| No. 61 | Monday, January 14, 2002 |
- Commissioner Stern joins Parks officials, elected officials, and community members at 11 a.m. today for a ribbon-cutting at the historic Highbridge Park in the Bronx to celebrate its $739,000 reconstruction. Renovations to the park include the construction of a stone veneer wall, colored concrete pavement, steps with handrails, and steel bar fencing, as well as the installation of a new seating area, benches, game tables, a drinking fountain, and a thematic spray shower capturing the spirit of the old aqueduct. Highbridge Park is located at 170th Street and University Avenue in the Bronx. More info>>
- Commissioner Stern meets with Parks Supervisors of Maintenance & Operations (SPMO's) in the Arsenal Conference Room from 1:30-3:30 p.m. today. The conference room is located on the third floor of the Arsenal, which is at 64th Street and 5th Avenue in Manhattan.
- Queens begins a project to process the approximately 600 cubic yards of wood created by removing trees infected with the Asian Longhorned Beetle. A piece of special equipment called a tub grinder, borrowed from the citywide division, will be used to chip the wood into a more manageable size so it can be properly incinerated.

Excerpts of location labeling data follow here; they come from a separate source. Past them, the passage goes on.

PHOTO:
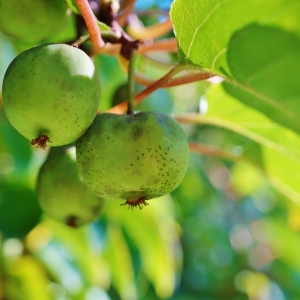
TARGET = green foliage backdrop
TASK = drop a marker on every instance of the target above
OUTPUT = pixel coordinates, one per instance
(231, 229)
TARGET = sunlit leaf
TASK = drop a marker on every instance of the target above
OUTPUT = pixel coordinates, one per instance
(280, 147)
(242, 42)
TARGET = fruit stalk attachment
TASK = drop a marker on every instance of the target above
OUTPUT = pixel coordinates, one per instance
(130, 86)
(91, 23)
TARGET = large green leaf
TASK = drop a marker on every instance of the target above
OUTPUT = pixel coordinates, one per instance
(254, 45)
(280, 147)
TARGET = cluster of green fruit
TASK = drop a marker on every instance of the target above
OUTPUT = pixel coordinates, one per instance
(51, 95)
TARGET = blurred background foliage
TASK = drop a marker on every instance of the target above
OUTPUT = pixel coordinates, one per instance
(224, 233)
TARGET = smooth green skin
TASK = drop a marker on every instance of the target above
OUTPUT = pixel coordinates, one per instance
(32, 21)
(19, 210)
(61, 192)
(52, 90)
(144, 155)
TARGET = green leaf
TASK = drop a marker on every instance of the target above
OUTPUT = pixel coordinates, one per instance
(264, 63)
(254, 45)
(204, 28)
(280, 147)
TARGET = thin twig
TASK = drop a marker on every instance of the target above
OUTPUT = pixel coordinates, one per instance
(91, 23)
(130, 84)
(162, 45)
(121, 108)
(122, 17)
(151, 32)
(178, 80)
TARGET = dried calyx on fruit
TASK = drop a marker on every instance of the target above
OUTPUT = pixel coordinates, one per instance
(133, 157)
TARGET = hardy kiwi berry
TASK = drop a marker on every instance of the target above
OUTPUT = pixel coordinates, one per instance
(133, 157)
(61, 192)
(51, 93)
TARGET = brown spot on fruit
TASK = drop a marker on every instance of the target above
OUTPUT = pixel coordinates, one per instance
(41, 142)
(136, 203)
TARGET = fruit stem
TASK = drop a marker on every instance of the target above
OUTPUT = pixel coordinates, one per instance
(130, 84)
(151, 32)
(179, 80)
(122, 17)
(91, 23)
(161, 45)
(119, 109)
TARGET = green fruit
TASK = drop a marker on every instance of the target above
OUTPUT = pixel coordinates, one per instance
(32, 21)
(133, 157)
(61, 192)
(51, 93)
(19, 210)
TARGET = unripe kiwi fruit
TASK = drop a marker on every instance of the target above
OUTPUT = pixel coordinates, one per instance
(133, 157)
(51, 93)
(61, 192)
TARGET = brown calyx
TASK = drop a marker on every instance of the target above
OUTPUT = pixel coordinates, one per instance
(41, 142)
(71, 222)
(136, 203)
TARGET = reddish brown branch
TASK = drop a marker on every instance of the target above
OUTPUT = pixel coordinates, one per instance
(91, 23)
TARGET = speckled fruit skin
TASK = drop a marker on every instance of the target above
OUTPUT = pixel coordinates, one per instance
(52, 90)
(32, 21)
(61, 192)
(131, 157)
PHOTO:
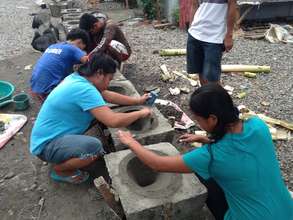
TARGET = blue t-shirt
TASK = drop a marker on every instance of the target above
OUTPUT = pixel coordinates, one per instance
(246, 168)
(54, 65)
(65, 111)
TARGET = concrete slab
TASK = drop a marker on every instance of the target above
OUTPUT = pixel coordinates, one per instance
(71, 16)
(71, 10)
(146, 194)
(148, 130)
(124, 87)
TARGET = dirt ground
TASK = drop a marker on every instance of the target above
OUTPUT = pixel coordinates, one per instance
(274, 88)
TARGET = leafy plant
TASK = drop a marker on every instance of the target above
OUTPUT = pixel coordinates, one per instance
(149, 8)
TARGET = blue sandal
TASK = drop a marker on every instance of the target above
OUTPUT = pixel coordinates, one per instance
(77, 178)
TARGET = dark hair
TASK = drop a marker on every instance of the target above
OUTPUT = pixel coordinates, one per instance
(98, 62)
(87, 21)
(78, 33)
(213, 99)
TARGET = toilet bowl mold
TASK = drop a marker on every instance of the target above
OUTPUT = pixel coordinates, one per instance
(157, 131)
(185, 202)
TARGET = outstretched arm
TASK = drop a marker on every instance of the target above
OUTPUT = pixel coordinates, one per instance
(156, 162)
(116, 98)
(228, 42)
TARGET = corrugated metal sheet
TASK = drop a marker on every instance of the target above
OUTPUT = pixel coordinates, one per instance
(258, 2)
(267, 10)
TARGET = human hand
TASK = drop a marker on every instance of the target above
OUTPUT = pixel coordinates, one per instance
(145, 112)
(189, 138)
(125, 137)
(142, 99)
(228, 43)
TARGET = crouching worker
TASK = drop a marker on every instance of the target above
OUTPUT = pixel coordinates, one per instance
(239, 157)
(102, 32)
(57, 136)
(57, 62)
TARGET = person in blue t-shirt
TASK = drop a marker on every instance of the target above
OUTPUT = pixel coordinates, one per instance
(57, 62)
(238, 158)
(58, 133)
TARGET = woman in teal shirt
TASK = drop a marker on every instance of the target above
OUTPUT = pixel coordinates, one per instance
(238, 155)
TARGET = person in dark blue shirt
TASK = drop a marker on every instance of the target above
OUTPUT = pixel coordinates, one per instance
(239, 156)
(57, 62)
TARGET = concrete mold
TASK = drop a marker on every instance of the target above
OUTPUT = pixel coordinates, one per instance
(149, 130)
(146, 194)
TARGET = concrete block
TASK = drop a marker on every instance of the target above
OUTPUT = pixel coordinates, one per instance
(118, 76)
(71, 24)
(123, 87)
(146, 194)
(150, 130)
(71, 10)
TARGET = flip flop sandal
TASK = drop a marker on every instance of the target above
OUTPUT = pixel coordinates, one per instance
(77, 178)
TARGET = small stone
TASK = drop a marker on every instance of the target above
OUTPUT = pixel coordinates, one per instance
(9, 175)
(185, 90)
(33, 187)
(264, 103)
(10, 212)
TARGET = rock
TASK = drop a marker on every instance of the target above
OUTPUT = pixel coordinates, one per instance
(185, 90)
(10, 212)
(174, 91)
(9, 175)
(33, 187)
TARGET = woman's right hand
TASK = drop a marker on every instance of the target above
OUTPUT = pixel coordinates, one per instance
(189, 138)
(145, 112)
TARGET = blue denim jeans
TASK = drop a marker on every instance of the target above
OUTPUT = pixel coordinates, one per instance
(71, 146)
(204, 59)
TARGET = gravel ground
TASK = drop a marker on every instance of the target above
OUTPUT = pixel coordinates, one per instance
(275, 87)
(15, 27)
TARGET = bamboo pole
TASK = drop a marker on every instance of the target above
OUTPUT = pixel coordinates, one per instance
(172, 52)
(246, 68)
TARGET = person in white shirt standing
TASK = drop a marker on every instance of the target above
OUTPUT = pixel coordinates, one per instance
(210, 34)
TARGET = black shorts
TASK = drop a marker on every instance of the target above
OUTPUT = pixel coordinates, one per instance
(204, 59)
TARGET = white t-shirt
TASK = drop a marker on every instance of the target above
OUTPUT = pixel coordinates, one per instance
(210, 21)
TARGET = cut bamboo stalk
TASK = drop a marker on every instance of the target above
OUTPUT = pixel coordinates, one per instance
(161, 26)
(246, 68)
(172, 52)
(166, 75)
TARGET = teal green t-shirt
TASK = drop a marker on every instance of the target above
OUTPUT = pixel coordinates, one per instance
(246, 168)
(65, 111)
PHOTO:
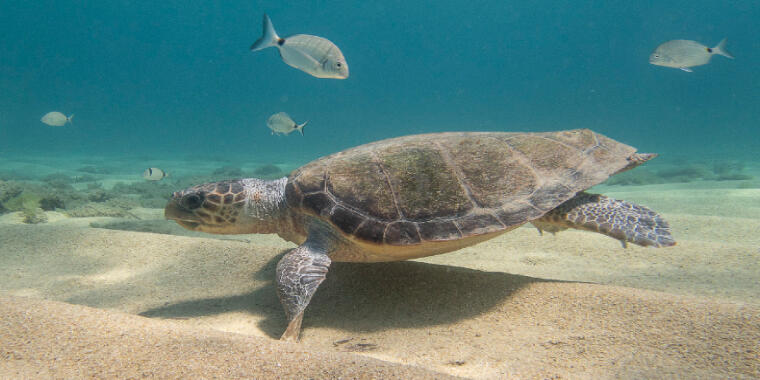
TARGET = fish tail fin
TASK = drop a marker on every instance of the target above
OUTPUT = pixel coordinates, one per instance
(299, 127)
(269, 37)
(721, 49)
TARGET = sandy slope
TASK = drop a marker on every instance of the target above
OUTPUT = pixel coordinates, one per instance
(520, 305)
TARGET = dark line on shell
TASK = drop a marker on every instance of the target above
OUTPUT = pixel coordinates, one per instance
(376, 160)
(455, 169)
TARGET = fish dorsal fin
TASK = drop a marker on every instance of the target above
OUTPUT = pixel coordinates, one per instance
(269, 37)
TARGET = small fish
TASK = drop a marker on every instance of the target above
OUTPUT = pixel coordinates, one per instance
(154, 174)
(684, 54)
(311, 54)
(281, 123)
(56, 119)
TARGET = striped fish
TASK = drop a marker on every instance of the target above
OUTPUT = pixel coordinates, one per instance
(311, 54)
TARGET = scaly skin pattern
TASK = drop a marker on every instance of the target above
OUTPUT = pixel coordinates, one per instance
(422, 195)
(625, 221)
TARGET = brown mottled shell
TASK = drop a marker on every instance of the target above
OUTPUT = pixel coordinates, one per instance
(449, 186)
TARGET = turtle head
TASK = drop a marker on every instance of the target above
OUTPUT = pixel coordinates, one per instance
(241, 206)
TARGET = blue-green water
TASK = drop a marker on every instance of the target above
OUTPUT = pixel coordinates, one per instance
(176, 78)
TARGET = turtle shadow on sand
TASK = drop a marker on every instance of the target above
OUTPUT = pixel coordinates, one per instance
(363, 297)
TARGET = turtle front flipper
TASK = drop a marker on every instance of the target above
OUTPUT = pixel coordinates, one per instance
(618, 219)
(299, 274)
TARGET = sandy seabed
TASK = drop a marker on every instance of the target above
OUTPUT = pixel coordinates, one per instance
(78, 301)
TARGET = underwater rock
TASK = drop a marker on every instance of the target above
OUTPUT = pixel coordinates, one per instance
(33, 216)
(97, 209)
(58, 181)
(98, 195)
(228, 172)
(114, 207)
(8, 190)
(51, 202)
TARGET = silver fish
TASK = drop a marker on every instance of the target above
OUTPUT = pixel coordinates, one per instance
(311, 54)
(56, 119)
(154, 174)
(281, 123)
(684, 54)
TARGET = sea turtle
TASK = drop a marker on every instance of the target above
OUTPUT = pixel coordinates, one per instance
(422, 195)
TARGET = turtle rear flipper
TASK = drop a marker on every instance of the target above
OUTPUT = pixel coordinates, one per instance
(625, 221)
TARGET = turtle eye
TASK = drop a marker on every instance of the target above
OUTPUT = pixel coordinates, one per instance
(192, 201)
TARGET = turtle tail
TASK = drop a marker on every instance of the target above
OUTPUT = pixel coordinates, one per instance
(622, 220)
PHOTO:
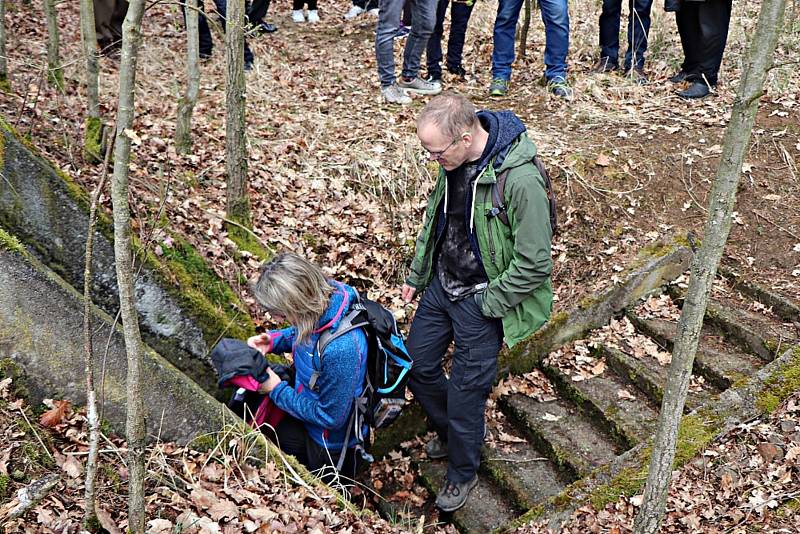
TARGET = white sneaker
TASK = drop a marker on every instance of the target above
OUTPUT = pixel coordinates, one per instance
(394, 95)
(353, 13)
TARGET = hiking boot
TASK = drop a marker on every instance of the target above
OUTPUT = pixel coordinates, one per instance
(402, 31)
(681, 76)
(436, 449)
(638, 75)
(394, 95)
(560, 88)
(605, 64)
(498, 87)
(695, 91)
(353, 13)
(419, 86)
(454, 494)
(457, 70)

- The Resident Engineers' office space in the Silver Lake Tennis House on Staten Island is being prepared and painted for their return. The tennis house, located at Hart Boulevard and Revers Street, served as the temporary administrative offices for Cromwell while the recreation center underwent a $5 million reconstruction. The center is found at Pier 6 and Murray Hulbert Avenue in Staten Island.
- The storehouses at the Cromwell Recreation Center on Staten Island will be relocated this week to their new home at the rear of the basketball gym there. This is a 5 x 5 project, which entails five Parks divisions and five districts concentrating their skills on a single site in need over a period of five days.